2. Investor Relations - Terms of Service
The Investor Relations Program is a core part of the Accelerator Program Member experience. The following terms of service govern how our team operates and the expectations from each Member in regard to their interactions with the team:
1. What is Investor Relations?
Our Investor Relations (IR) team is your valuable partner, not a service or vendor (see Commandment 8) in your fundraising efforts during the accelerator program.
We’re here to collaborate with you to review your comprehensive fundraising strategy, identify high-priority investors to target, and introduce you to relevant investors in our network.
Consider us your investor matchmakers! Our team has Team Leaders, Associates, and Analysts with varying levels of expertise across 20+ industries and verticals.
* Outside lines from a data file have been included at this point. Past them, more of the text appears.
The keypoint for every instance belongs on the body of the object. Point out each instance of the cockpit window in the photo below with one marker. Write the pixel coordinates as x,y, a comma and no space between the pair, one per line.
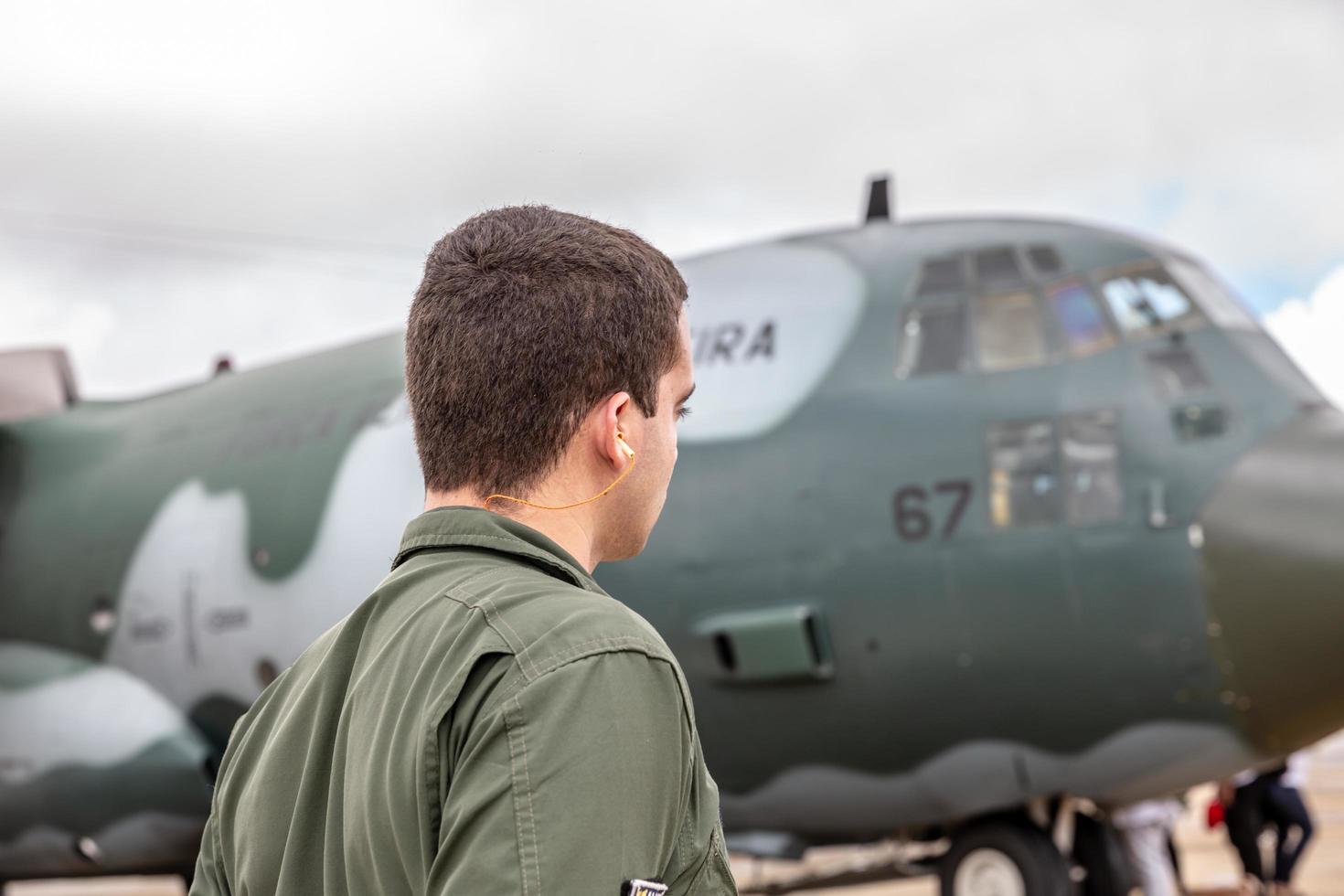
997,268
1081,320
1147,300
1044,260
1009,332
1215,298
933,340
1092,468
938,275
1023,473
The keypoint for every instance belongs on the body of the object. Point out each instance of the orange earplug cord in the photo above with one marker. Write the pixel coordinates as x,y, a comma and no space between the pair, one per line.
629,466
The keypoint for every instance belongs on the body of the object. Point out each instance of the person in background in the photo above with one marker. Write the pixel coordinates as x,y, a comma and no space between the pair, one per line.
1284,807
1243,813
1146,830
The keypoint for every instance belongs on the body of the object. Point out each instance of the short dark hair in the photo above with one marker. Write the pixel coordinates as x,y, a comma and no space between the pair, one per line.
526,318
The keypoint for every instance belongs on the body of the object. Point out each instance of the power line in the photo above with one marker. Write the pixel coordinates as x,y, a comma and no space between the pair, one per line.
148,235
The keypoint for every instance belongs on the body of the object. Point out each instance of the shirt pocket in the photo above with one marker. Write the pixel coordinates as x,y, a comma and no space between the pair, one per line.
715,876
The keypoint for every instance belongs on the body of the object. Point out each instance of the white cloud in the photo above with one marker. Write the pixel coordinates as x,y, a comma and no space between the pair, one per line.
1210,123
1312,332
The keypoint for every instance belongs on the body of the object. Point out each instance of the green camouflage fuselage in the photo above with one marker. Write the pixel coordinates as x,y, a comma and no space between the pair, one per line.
884,623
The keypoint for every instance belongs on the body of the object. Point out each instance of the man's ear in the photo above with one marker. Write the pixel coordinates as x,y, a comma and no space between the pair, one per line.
614,414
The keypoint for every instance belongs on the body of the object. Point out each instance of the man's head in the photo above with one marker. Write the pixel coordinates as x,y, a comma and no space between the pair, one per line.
534,337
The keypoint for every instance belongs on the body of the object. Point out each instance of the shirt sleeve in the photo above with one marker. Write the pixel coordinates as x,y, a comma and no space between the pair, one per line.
578,782
208,879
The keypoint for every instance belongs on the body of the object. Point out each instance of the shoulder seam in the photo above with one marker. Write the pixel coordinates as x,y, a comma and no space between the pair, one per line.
593,647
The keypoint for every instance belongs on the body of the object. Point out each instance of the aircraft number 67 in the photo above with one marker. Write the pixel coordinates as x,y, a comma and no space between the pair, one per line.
914,517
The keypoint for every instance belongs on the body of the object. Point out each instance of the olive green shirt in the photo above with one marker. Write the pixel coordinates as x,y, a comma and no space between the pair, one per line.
488,721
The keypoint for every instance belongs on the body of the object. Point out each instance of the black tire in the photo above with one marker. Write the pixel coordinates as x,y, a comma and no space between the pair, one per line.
1041,869
1098,850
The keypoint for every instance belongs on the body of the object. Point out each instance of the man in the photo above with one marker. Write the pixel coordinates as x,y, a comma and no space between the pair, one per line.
489,720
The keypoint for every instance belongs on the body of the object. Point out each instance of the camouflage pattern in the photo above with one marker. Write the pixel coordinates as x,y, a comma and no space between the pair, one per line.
858,663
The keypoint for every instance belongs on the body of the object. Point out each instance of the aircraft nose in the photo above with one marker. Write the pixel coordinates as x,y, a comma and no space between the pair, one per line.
1275,572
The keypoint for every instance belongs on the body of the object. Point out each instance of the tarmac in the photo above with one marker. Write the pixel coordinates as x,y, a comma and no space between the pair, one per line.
1209,863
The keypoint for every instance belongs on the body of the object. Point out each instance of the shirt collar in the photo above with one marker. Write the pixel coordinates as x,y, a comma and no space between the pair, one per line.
451,527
They are trained experts at matching companies in the Accelerator with the right investors in our investor network, so trust in us and we’ll be a great team together.
2. What to Expect
You’ve officially made it to IR! You have a functioning product at this stage. You’ve tested and understood your market. You have financials supporting your valuation and raise. Your elevator pitch is less than a minute. You have attended your mastermind sessions, met with mentors and program advisors and have passed the IR Program approval process. And have a presentable data room and deck. You are ready to raise capital and put your hard work to the test!
For some of you, it’s your first venture, and for others, you may be aiming for your next successful exit. Regardless of your story, IR’s responsibility is to take our training, experience, and vast relationships and provide investor intros to improve your fundraising journey.
Fundraising is not always an easy task, especially when it requires you to stand apart from thousands of other startups. All of our investors are actively investing and expect a level of diligence and traction associated with Newchip startups.
You’ve been accepted into the accelerator because we believe you have what it takes to build something truly unique with the ability to positively impact an industry given a chance, and you’ve made it this far because you are dedicated and will do what it takes to succeed.
That being said, we can’t raise your whole round for you – we’re here as partners to work beside your efforts. You’ll be expected to agree to and complete best practice efforts on your own for the duration of the program and while participating in the Investor Relations Program.
These standard best practice efforts are:
- Do outbound efforts on your own via email. You have to send at least 20 BASHO styled emails per week to potential investors (google how to write BASHO/BASHO best practices) [about 3.3 hours/10min per email per week];
- Do outbound efforts on your own via LinkedIn. Send at least 20 customized/personalized LinkedIn connection requests per curriculum guidelines per week to potential investors [1.2 hours/4 minutes per investor reach out].
- Live our program values. To summarize for IR: be humble, coachable, professional, submit to investors all requested diligence documents in a timely manner, and overcome any traction milestones requested to close their investment.
Newchip’s Investor Network
Newchip’s investor network requires opt-in before introducing only those companies that best fit their profile and interests.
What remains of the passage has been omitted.